Vídeo mostra congolês sendo espancado até a morte e amarrado em quiosque. Imagens Fortes!

Vídeo mostra congolês sendo espancado até a morte e amarrado em quiosque. Imagens Fortes!

Imagens da câmera de segurança do quiosque Tropicália, na Barra da Tijuca, bairro da Zona Oeste do Rio, mostram três homens espancando Moïse Kabagambe, 24, até a morte. O crime aconteceu na noite de 24 de janeiro enquanto o quiosque operava normalmente, com um atendente no balcão.
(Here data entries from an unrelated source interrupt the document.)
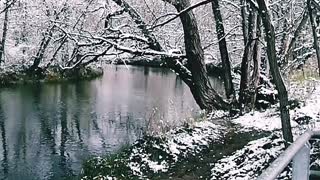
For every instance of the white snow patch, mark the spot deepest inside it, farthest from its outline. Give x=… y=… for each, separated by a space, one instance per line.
x=247 y=162
x=268 y=120
x=179 y=143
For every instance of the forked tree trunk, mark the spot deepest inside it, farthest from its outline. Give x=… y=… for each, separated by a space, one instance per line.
x=271 y=52
x=205 y=96
x=198 y=82
x=227 y=78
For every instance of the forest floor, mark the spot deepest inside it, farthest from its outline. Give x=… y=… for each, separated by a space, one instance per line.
x=218 y=148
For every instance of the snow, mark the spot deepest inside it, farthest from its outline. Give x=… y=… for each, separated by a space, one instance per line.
x=247 y=162
x=268 y=120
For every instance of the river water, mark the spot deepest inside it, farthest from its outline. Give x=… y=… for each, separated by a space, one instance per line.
x=48 y=130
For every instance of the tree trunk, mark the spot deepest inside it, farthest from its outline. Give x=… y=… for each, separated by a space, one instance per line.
x=271 y=52
x=315 y=34
x=256 y=64
x=223 y=50
x=4 y=33
x=201 y=89
x=247 y=56
x=198 y=81
x=243 y=5
x=296 y=33
x=43 y=46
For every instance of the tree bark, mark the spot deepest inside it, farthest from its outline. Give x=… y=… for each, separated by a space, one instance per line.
x=198 y=81
x=243 y=5
x=223 y=50
x=4 y=33
x=256 y=64
x=296 y=33
x=205 y=96
x=315 y=33
x=247 y=57
x=271 y=52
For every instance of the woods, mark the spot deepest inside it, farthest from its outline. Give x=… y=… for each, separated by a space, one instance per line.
x=186 y=35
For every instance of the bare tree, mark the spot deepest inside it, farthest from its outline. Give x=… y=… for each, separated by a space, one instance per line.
x=271 y=52
x=227 y=78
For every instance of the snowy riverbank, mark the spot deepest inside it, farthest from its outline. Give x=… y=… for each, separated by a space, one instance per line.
x=157 y=157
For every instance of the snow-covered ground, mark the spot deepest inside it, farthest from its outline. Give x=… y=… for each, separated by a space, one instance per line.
x=248 y=162
x=159 y=154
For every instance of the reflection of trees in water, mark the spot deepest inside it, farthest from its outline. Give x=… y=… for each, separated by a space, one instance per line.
x=4 y=163
x=46 y=130
x=65 y=167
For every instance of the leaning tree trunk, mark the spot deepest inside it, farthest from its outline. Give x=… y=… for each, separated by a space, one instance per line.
x=244 y=21
x=246 y=59
x=256 y=64
x=198 y=81
x=281 y=88
x=295 y=36
x=201 y=89
x=223 y=50
x=4 y=33
x=314 y=32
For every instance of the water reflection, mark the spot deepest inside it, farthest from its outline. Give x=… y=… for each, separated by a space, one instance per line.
x=47 y=130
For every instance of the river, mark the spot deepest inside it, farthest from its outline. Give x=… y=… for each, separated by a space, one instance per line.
x=48 y=130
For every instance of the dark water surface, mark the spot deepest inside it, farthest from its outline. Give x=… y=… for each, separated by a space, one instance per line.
x=48 y=130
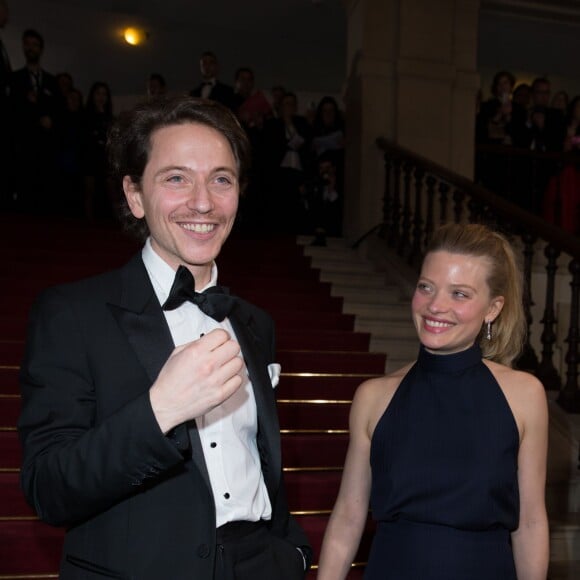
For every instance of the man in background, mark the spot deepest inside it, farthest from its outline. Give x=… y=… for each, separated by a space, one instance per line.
x=148 y=422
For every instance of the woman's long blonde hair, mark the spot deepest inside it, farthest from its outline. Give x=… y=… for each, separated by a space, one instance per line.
x=504 y=279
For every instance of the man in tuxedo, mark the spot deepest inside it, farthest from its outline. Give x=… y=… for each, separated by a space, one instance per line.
x=33 y=94
x=5 y=125
x=149 y=424
x=210 y=87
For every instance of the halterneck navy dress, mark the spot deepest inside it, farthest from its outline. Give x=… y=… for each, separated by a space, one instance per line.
x=444 y=475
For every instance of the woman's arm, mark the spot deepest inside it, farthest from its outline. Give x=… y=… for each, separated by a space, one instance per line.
x=531 y=541
x=350 y=512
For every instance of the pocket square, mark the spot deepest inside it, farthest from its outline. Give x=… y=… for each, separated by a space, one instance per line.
x=274 y=372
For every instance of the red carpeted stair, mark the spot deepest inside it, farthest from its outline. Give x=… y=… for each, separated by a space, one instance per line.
x=322 y=360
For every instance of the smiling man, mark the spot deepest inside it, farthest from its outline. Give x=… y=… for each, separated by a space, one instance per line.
x=149 y=422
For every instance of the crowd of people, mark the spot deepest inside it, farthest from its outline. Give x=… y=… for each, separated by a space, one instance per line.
x=528 y=117
x=149 y=422
x=58 y=139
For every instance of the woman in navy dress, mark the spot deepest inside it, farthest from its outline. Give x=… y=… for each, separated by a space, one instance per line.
x=451 y=450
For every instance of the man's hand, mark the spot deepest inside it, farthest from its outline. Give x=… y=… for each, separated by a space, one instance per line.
x=197 y=377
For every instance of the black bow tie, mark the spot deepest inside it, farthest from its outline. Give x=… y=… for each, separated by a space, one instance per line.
x=215 y=301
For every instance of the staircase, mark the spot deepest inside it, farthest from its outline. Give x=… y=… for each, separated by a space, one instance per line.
x=377 y=293
x=336 y=314
x=323 y=360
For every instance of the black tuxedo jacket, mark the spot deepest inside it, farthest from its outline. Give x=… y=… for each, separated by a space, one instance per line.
x=137 y=504
x=220 y=92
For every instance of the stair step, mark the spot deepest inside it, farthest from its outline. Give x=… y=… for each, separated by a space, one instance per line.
x=316 y=339
x=385 y=310
x=386 y=294
x=569 y=570
x=314 y=490
x=563 y=496
x=30 y=547
x=314 y=450
x=368 y=280
x=315 y=525
x=319 y=386
x=13 y=504
x=10 y=450
x=564 y=537
x=382 y=329
x=9 y=380
x=402 y=348
x=313 y=415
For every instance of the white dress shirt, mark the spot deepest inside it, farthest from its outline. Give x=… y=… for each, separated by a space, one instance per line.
x=228 y=432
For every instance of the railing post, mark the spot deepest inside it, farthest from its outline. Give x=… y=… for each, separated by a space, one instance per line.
x=458 y=197
x=404 y=240
x=430 y=218
x=443 y=199
x=570 y=396
x=416 y=246
x=547 y=372
x=528 y=360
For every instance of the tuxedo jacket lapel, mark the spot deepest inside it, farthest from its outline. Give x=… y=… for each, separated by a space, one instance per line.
x=255 y=354
x=141 y=318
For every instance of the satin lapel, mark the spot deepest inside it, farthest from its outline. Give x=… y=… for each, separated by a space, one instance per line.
x=255 y=357
x=141 y=318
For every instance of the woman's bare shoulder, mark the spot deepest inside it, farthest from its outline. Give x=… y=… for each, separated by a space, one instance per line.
x=374 y=395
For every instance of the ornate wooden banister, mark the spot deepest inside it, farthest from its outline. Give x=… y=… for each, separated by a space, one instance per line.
x=420 y=194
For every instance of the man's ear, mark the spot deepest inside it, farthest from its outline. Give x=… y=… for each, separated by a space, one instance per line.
x=133 y=196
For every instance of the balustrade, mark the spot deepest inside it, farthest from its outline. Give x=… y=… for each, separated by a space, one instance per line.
x=418 y=194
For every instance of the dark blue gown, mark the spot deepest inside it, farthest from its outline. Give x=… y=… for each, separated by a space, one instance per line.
x=444 y=475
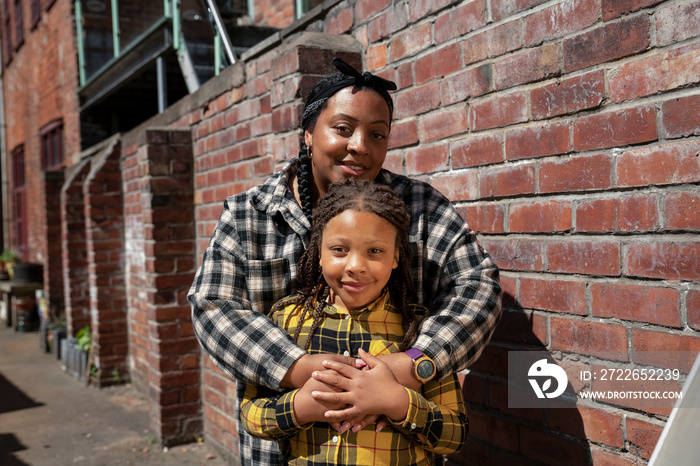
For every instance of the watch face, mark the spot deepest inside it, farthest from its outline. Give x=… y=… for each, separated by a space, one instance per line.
x=425 y=369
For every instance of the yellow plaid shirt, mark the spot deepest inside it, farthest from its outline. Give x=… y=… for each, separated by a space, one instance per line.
x=436 y=421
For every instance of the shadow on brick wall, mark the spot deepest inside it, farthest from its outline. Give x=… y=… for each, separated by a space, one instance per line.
x=503 y=435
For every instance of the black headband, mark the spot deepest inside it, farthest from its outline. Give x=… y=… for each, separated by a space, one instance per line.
x=352 y=78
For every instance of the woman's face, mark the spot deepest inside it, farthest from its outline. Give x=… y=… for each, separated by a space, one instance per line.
x=350 y=137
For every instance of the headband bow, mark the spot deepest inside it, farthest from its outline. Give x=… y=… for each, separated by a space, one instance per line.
x=352 y=78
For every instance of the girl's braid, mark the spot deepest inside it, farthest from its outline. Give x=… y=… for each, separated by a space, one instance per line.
x=359 y=195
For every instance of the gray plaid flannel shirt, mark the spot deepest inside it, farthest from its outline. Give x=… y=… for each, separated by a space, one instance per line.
x=251 y=263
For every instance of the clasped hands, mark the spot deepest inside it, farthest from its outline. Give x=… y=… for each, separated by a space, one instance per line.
x=352 y=393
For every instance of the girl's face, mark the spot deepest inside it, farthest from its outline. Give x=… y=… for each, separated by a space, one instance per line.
x=350 y=137
x=358 y=253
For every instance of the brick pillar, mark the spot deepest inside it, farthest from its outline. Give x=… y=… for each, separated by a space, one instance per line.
x=160 y=244
x=104 y=224
x=75 y=271
x=53 y=270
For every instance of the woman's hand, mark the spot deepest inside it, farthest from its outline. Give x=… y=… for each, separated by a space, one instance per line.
x=365 y=392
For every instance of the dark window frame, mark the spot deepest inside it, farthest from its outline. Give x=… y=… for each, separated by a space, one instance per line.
x=19 y=24
x=35 y=8
x=52 y=145
x=19 y=200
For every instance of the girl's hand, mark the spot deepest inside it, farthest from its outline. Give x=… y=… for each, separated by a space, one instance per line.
x=307 y=408
x=365 y=392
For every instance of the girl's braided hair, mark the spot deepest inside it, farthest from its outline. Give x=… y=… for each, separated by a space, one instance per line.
x=316 y=102
x=313 y=291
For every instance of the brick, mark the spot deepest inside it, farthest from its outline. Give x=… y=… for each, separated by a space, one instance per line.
x=437 y=64
x=403 y=133
x=377 y=57
x=493 y=42
x=588 y=337
x=410 y=42
x=340 y=23
x=460 y=86
x=682 y=210
x=631 y=213
x=427 y=159
x=568 y=96
x=553 y=295
x=507 y=181
x=654 y=305
x=593 y=424
x=483 y=218
x=528 y=66
x=601 y=457
x=394 y=19
x=664 y=71
x=417 y=100
x=615 y=129
x=442 y=123
x=584 y=257
x=457 y=186
x=576 y=174
x=551 y=449
x=642 y=436
x=421 y=8
x=515 y=254
x=501 y=110
x=677 y=22
x=501 y=9
x=665 y=260
x=493 y=430
x=615 y=8
x=666 y=164
x=522 y=327
x=538 y=141
x=665 y=349
x=607 y=43
x=478 y=150
x=693 y=308
x=681 y=116
x=463 y=19
x=540 y=217
x=559 y=20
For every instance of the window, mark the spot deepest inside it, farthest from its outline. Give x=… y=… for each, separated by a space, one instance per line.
x=19 y=204
x=52 y=145
x=36 y=12
x=19 y=24
x=7 y=33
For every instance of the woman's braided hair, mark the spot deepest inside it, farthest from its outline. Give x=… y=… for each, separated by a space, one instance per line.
x=316 y=102
x=313 y=291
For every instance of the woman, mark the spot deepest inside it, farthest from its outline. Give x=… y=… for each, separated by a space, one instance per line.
x=250 y=262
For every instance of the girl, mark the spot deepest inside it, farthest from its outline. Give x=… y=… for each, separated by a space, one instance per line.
x=251 y=260
x=354 y=298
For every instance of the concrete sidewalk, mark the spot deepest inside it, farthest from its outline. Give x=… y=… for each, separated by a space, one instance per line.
x=50 y=418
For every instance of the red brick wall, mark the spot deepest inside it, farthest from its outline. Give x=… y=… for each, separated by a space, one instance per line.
x=39 y=87
x=567 y=135
x=159 y=241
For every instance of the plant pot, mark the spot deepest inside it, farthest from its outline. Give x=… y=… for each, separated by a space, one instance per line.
x=28 y=272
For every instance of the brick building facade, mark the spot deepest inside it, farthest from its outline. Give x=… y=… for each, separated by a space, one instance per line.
x=567 y=133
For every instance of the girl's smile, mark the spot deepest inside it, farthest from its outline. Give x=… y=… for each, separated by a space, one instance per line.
x=358 y=254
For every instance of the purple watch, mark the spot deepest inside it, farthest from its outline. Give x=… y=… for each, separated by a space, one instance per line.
x=423 y=366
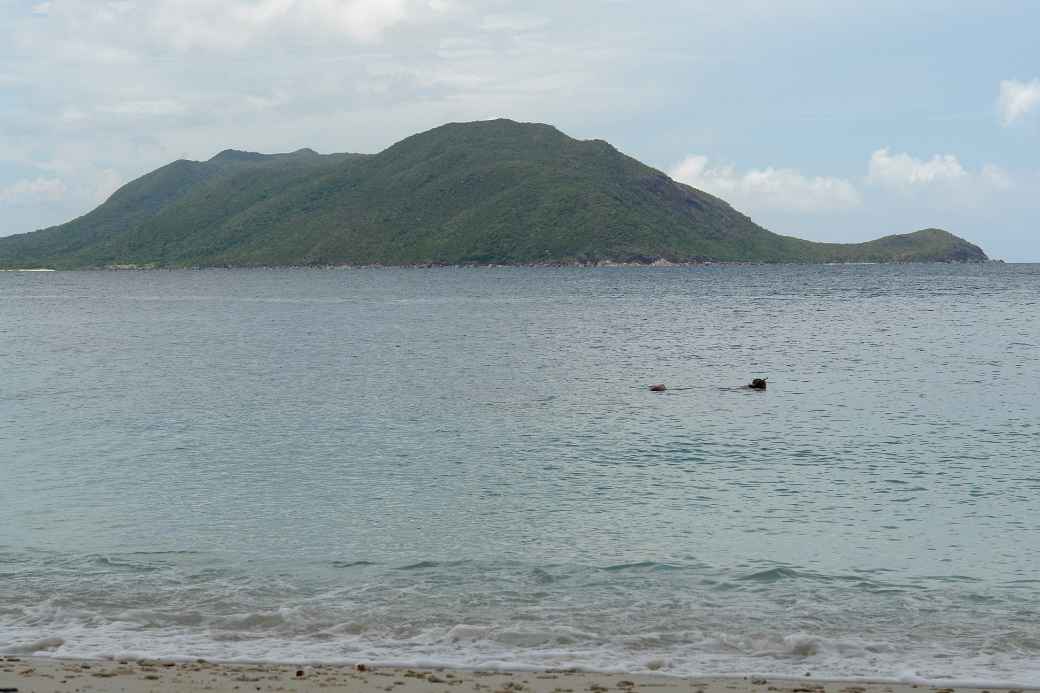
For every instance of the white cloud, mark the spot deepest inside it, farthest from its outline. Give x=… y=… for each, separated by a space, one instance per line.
x=39 y=189
x=943 y=172
x=768 y=188
x=903 y=171
x=233 y=24
x=1017 y=99
x=144 y=107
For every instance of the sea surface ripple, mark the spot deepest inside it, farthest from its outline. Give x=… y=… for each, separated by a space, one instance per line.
x=465 y=467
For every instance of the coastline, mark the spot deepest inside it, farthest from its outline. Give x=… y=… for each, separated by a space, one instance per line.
x=41 y=674
x=660 y=262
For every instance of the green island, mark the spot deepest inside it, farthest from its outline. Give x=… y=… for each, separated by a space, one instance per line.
x=485 y=193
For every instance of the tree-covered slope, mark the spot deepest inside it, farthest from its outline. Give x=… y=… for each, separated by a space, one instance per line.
x=493 y=191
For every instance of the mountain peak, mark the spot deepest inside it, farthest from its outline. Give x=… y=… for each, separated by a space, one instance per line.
x=489 y=191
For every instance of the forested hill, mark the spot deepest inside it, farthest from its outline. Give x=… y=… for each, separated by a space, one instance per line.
x=494 y=191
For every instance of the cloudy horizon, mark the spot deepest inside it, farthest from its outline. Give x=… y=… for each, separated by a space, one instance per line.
x=826 y=121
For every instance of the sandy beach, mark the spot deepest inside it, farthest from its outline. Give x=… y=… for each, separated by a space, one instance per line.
x=44 y=675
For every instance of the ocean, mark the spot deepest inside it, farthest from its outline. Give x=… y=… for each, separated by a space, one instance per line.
x=465 y=467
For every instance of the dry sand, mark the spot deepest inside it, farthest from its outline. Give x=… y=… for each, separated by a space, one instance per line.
x=43 y=675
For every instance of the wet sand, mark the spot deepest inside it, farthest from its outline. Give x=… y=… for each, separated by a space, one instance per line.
x=44 y=675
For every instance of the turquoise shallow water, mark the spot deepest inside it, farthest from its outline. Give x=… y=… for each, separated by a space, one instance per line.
x=465 y=467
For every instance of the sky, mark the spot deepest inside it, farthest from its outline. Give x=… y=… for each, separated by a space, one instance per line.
x=834 y=120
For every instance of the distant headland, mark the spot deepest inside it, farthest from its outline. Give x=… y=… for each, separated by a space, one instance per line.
x=485 y=193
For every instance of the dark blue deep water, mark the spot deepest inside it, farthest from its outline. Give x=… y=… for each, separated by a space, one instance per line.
x=466 y=467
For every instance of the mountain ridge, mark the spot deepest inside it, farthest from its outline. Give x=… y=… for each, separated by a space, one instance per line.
x=484 y=193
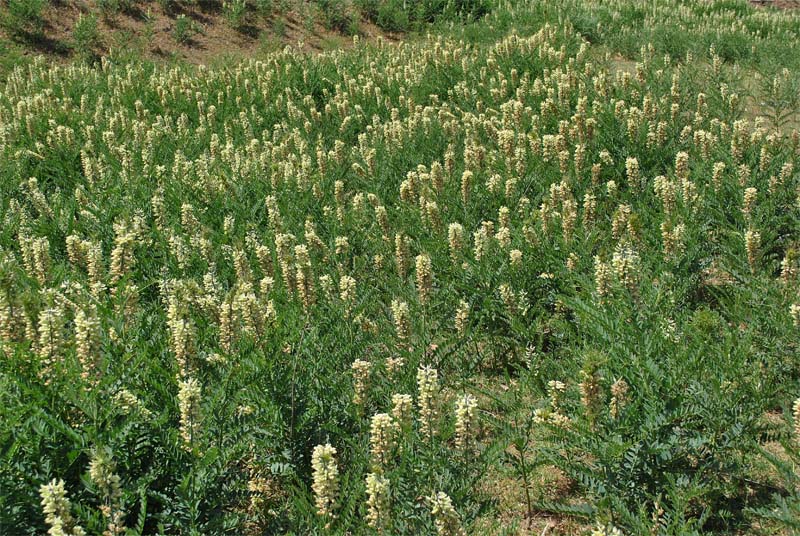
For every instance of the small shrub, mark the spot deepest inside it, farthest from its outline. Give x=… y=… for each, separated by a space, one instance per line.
x=24 y=19
x=185 y=29
x=235 y=12
x=264 y=7
x=85 y=36
x=339 y=15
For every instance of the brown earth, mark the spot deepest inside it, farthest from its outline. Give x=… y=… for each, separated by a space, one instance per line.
x=148 y=31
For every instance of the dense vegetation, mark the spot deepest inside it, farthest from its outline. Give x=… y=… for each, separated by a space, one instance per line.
x=539 y=269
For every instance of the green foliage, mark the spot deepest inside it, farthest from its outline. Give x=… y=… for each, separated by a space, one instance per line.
x=23 y=19
x=184 y=29
x=85 y=36
x=175 y=280
x=235 y=12
x=339 y=15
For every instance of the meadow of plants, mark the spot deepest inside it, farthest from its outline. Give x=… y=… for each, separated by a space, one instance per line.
x=532 y=274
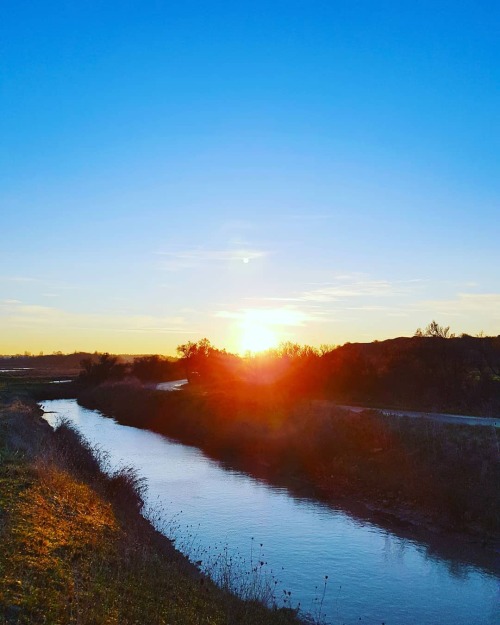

As imagens enviadas à imprensa pela Polícia Civil mostram ao menos 20 minutos de agressões –foram desferidas 11 pauladas enquanto a vítima estava em luta corporal com os agressores e outras 15 quando ele já estava imóvel no chão.

O vídeo revela três agressores – que batem em Moïse mesmo estando ele imobilizado e em outros momentos imóvel no chão – e ao menos uma testemunha.

O vídeo começa com Moïse – que segura uma cadeira – e um homem não identificado com um pedaço de madeira. Ambos dão voltas dentro do quiosque – ora avançando ora recuando.

Essa dinâmica se mantém por cerca de 2 minutos, quando outros três homens surgem nas imagens. A essa altura, Moïse já tirou a camisa. O que se segue é uma sessão de espancamento.

Os homens cercam e derrubam Moïse ao chão. Eles usam pedaços de madeira para bater no congolês. Um homem de camiseta vermelha prende o pescoço de Moïse com as pernas. Depois disso, outro homem espanca Moïse com um pedaço de madeira. Ele bate ao menos quatro vezes.

O agressor que deu uma “chave de perna” no pescoço de Moïse tentando amarrá-lo, com ajuda de um outro agressor. Com uma espécie de corda, eles amarram as mãos e os pés do congolês

Após as agressões, os homens tentam reanimar Moïse, sem sucesso. Com uma garrafa de água tirada do freezer, ele molha os pulsos e o pescoço do congolês. Moïse não reage.

‘A gente não queria tirar a vida de ninguém’ – Um homem cuja identidade não foi revelada afirmou hoje ser um dos agressores do congolês. A Polícia Civil, que não confirma a versão dele, o aguarda para depoimento.

“A gente não queria tirar a vida de ninguém, nem porque ele era negro ou de outro país”, afirmou ele ao SBT Rio.

A família de Moïse diz que o que levou ao espancamento foi a cobrança pela vítima de R$ 200 no quiosque de praia —segundo os parentes, o quiosque devia essa quantia a Moïse, que trabalhou no local. “Ninguém devia nada a ele. Foi um fato que, no impulso, a gente [agiu]. [A gente] viu ele com a cadeira na mão e foi tentar ajudar o senhor”, justificou o homem que admitiu as agressões.

A polícia diz ter identificado ao menos um dos agressores, mas não há informações se se trata do homem que admitiu envolvimento no espancamento.

A Polícia Civil, que ainda não se manifestou sobre as declarações do suspeito, não divulgou os nomes dos funcionários do quiosque envolvidos no crime. A investigação está sob sigilo. O responsável pelo quiosque prestou depoimento à polícia na tarde de hoje. A identidade dele também não foi revelada. A Polícia Civil informou que testemunhas foram ouvidas e que continua em busca de informações para identificar os agressores.